11.7. Heuristic Analysis Using Neural Networks
Several researchers have attempted to use neural networks to detect computer viruses. Neural networks are a sub-field of artificial intelligence26, 27, so the subject is very exciting. Difficult polymorphic EPO viruses such as Zhengxi have been detected successfully using a trained neural network28.
In general, a trained neural network seems to be overkill for detecting a single virus because of the amount of data and computations required. Even a well-optimized neural network scanner can decrease overall scanning performance by about 5%. Thus it is more interesting that neural networks can be applied to heuristic computer virus detection. In practice, IBM researchers have successfully applied neural networks to heuristic detection of boot29 and Win32 viruses30.
One of the key problems of any heuristic is the false positive ratio. If the heuristic is too alarming, people will not use it. IBM researchers demonstrated that single-layer classifiers yield the best results with a voting system. Figure 11.8 shows a typical single-layer classifier with a threshold31.
Figure 11.8. Single-layer classifier with threshold.

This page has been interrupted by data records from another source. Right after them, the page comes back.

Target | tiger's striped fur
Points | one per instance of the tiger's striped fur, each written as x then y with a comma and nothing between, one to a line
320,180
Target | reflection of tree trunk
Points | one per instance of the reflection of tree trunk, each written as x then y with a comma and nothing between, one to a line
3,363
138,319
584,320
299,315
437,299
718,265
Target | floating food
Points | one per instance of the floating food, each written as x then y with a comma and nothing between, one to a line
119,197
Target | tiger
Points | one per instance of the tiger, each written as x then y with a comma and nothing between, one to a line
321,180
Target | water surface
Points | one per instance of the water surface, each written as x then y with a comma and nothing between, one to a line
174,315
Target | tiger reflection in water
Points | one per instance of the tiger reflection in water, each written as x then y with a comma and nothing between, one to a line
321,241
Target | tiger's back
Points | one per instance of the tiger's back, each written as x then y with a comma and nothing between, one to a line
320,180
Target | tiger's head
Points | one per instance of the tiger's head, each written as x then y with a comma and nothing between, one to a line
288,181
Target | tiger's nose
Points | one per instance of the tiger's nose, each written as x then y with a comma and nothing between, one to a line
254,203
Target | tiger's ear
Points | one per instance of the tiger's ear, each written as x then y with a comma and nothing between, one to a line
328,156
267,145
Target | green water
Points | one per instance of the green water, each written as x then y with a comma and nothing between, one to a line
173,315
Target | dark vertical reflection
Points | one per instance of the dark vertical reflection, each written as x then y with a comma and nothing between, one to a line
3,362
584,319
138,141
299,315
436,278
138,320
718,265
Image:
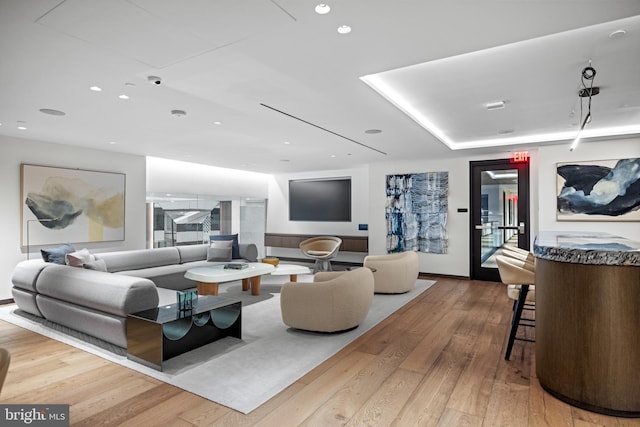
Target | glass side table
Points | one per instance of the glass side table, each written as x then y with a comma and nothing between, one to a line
159,334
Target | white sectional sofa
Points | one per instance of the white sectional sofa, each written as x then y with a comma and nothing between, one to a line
97,302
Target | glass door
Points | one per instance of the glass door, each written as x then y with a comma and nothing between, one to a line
500,213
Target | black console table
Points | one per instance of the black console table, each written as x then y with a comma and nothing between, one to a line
159,334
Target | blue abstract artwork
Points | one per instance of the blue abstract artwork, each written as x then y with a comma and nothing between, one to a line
599,190
416,212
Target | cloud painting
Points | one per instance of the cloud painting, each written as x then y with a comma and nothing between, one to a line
72,205
599,190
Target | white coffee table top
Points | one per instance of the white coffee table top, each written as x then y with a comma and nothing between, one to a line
288,269
219,274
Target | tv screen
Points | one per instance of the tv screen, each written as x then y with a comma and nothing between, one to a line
320,199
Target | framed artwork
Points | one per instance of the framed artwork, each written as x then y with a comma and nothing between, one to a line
603,190
61,205
416,212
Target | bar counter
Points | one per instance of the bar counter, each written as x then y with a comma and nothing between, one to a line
588,320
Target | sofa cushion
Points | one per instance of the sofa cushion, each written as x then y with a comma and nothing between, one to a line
192,253
26,274
57,254
137,259
166,276
98,265
110,293
235,254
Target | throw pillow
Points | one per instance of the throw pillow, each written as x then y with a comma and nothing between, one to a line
235,253
97,264
57,254
220,251
76,259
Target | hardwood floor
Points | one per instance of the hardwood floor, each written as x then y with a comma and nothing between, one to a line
439,361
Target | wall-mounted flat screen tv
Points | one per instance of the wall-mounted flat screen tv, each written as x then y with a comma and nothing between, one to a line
320,199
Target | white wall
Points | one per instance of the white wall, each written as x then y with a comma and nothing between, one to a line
456,262
16,151
181,177
278,210
587,151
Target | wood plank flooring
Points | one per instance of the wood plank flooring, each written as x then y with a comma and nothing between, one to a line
439,361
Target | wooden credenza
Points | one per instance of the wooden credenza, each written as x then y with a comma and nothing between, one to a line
349,243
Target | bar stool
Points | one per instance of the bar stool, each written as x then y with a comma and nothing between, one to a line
521,254
520,281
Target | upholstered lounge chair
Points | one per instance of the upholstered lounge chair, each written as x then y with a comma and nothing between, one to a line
334,301
322,249
393,273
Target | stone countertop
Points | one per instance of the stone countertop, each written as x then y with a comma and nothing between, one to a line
584,247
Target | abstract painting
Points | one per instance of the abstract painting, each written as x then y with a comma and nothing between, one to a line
71,205
416,212
605,190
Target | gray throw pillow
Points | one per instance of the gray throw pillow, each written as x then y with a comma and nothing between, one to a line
98,265
76,259
57,255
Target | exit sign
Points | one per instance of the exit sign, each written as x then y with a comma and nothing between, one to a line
520,156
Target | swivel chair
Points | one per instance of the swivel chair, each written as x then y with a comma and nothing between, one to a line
322,249
520,281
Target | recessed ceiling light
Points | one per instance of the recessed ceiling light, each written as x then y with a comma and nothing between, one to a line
323,9
497,105
52,112
617,33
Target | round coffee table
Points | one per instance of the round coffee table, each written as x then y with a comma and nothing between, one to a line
292,270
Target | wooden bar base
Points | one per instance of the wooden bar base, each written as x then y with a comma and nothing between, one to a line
587,335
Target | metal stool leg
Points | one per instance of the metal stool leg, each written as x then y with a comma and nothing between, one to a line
515,321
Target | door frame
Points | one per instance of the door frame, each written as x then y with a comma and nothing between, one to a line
475,199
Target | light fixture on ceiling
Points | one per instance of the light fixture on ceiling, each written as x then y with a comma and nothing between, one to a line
497,105
617,33
52,112
588,73
323,9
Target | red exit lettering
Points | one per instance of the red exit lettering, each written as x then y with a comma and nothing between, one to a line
520,156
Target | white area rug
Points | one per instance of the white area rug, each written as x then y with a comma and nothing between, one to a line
244,374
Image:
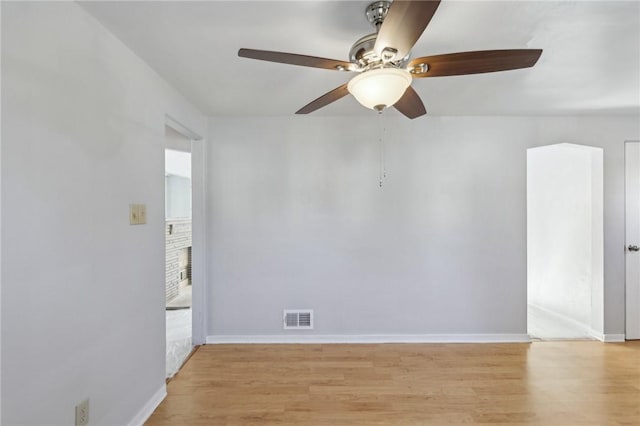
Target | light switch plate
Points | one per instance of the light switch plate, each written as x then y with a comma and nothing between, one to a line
142,214
82,413
134,214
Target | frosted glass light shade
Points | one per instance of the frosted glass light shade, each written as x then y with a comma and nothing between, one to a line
379,88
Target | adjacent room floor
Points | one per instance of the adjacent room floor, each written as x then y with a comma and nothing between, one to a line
178,320
543,383
545,326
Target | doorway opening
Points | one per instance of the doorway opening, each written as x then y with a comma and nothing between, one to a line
565,242
178,250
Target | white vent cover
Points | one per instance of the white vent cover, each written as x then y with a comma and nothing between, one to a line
298,319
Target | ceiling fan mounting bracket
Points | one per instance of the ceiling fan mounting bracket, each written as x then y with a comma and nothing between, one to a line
363,54
376,12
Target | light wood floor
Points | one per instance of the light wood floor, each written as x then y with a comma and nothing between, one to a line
544,383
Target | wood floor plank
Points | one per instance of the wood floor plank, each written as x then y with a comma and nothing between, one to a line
543,383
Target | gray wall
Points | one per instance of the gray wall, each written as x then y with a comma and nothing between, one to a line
82,290
296,220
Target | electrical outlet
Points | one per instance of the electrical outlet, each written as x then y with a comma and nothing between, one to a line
82,413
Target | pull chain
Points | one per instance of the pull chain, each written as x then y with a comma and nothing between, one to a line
382,172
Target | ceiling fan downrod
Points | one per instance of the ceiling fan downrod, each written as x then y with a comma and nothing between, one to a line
376,12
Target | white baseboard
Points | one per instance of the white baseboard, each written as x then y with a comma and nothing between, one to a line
613,338
370,338
148,408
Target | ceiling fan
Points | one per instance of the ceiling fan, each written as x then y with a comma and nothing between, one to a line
383,63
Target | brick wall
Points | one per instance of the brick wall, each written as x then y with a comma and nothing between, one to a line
178,238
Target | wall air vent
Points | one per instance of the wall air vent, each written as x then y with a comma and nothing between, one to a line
298,319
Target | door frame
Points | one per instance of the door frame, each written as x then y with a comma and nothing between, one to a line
632,286
198,228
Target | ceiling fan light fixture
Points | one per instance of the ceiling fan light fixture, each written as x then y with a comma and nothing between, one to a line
381,87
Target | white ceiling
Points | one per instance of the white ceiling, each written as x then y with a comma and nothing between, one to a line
590,63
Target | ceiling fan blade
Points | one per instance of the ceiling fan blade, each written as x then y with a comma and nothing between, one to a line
295,59
410,104
324,100
402,27
477,62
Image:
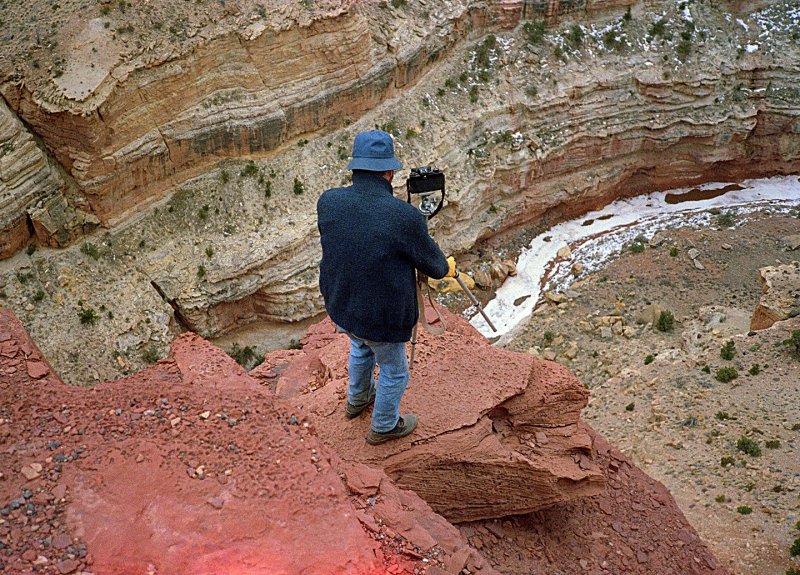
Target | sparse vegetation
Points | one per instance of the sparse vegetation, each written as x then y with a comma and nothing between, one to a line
666,321
728,350
576,35
249,170
793,343
749,446
87,316
535,31
726,374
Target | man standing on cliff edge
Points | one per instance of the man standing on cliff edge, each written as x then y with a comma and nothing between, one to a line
372,245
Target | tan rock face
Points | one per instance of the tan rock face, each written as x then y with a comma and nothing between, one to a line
780,295
519,427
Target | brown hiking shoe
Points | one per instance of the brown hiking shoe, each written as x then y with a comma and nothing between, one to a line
405,425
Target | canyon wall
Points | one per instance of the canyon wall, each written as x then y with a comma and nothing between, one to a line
203,159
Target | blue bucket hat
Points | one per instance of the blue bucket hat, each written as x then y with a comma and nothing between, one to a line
373,151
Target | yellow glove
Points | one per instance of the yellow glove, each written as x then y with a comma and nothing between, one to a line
451,272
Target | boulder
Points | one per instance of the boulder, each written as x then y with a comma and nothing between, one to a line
480,409
780,295
193,466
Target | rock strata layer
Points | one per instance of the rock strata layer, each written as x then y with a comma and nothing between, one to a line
780,295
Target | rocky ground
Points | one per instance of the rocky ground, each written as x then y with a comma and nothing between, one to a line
656,394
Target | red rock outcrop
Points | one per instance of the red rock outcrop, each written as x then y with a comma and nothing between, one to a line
194,466
509,445
191,466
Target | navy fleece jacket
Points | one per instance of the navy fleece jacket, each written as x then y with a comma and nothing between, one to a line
372,243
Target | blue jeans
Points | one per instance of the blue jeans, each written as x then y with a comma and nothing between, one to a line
392,380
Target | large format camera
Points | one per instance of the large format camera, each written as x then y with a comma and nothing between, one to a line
428,183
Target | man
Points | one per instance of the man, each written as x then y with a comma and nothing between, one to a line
372,245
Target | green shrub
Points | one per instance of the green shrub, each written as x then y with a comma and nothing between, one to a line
749,446
728,350
666,321
249,170
726,374
87,316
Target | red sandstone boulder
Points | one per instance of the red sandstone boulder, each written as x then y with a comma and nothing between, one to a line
498,432
190,467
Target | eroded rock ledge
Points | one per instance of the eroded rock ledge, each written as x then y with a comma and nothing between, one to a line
218,472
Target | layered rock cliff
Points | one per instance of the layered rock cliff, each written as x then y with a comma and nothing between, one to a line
530,124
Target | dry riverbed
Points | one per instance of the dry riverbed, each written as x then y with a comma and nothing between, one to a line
656,396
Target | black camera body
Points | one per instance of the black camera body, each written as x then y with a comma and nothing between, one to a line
425,179
427,182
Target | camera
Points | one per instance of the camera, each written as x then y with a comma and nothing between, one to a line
428,182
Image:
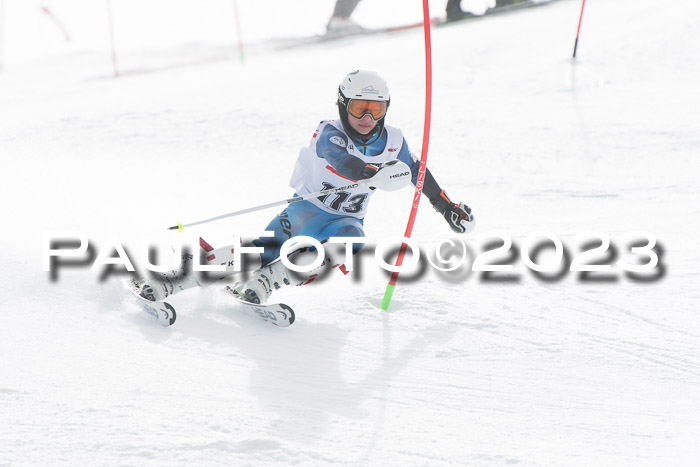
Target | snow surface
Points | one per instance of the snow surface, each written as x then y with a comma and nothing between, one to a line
460,371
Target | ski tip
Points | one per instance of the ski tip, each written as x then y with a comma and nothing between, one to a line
172,312
292,317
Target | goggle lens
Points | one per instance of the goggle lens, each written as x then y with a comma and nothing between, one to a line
360,108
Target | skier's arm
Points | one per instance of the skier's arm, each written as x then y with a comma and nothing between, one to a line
458,215
331,145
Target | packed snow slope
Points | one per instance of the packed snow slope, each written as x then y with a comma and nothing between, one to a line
461,370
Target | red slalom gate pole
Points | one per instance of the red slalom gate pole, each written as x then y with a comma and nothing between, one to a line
578,31
424,156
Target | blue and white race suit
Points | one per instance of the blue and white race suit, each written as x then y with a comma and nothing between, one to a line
334,159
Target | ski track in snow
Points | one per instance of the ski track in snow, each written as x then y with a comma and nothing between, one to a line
461,370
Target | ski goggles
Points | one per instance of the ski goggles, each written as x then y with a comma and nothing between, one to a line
359,108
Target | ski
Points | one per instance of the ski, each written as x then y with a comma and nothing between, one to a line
162,311
278,314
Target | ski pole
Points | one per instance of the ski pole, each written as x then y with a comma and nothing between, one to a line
578,31
318,194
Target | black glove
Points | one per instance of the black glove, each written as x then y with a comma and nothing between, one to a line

Neural networks can easily be overtrained, which is a pitfall of the method. Overtrained networks remember the training set extremely well, but they do not work with new sample sets. In other words, they fail to detect new viruses. To eliminate this problem, multiple neural networks are trained using distinct features. In addition, a voting system is used so that more than one network must agree about a positive detection. In the first experiments, IBM used four neural networks with voting, but it turned out that the best result was achieved when five networks out of eight agreed on a positive.
The basic idea of the training is the selection of n-grams (sequences a couple of bytes long) of the constant part of viruses that indicate an infection. The selection of n-grams for neural network training is the unique feature of IBM's solution. For example, 4-byte sequences can be used to train the network. To train the networks better, a corpus database is used to check whether the n-grams extracted from the constant virus body areas of known computer viruses appear more than a threshold T. If the threshold is exceeded, the n-gram is not used.
The training input vector to the network is constructed using each n-gram with corresponding values. The values have counts for each n-gram feature and the correct output value of 0 or 1 for the neural network. IBM used back-propagation training software to train the networks, and the outputs of each network were saved. Outputs were squashed through a sigmoid output unit, which generated values in the 0.0 to 1.0 range:
sigmoid(x) = 1.0 / (1.0+exp(-x));
The threshold of the sigmoid output was set to 0.65 for 4-byte n-grams.
When the network data is available, it is introduced to a scanner the following way. The neural network heuristic is called whenever an area of the file is scanned. Thus whenever the scanner scans the area of a file, such as a 4KB buffer selected around the entry point of PE files, the heuristics can trigger if enough networks vote positive.
Neural networkbased heuristics depend on a good training set. With more 32-bit Windows viruses in the training set, the automatically trained heuristic produces slightly better results. In practice, neural network heuristics are very effective against closely related variants of viruses that were used in the original training set. They also yield good results against new families of computer viruses that are similar enough to the feature set of known viruses in the training set. It is also important to select n-grams of the virus from the entire virus body. Some antivirus vendors attempted to train neural networks with n-grams selected from emulated instructions of the virus body. However, looping virus code can often generate instruction sets (n-grams) similar to normal programs, yielding an unacceptable false positive ratio.
IBM's neural network engine was released in the Symantec antivirus engine. The neural network engine produced so few false positives that it was used in default scanning (it does not depend on any user-configurable options).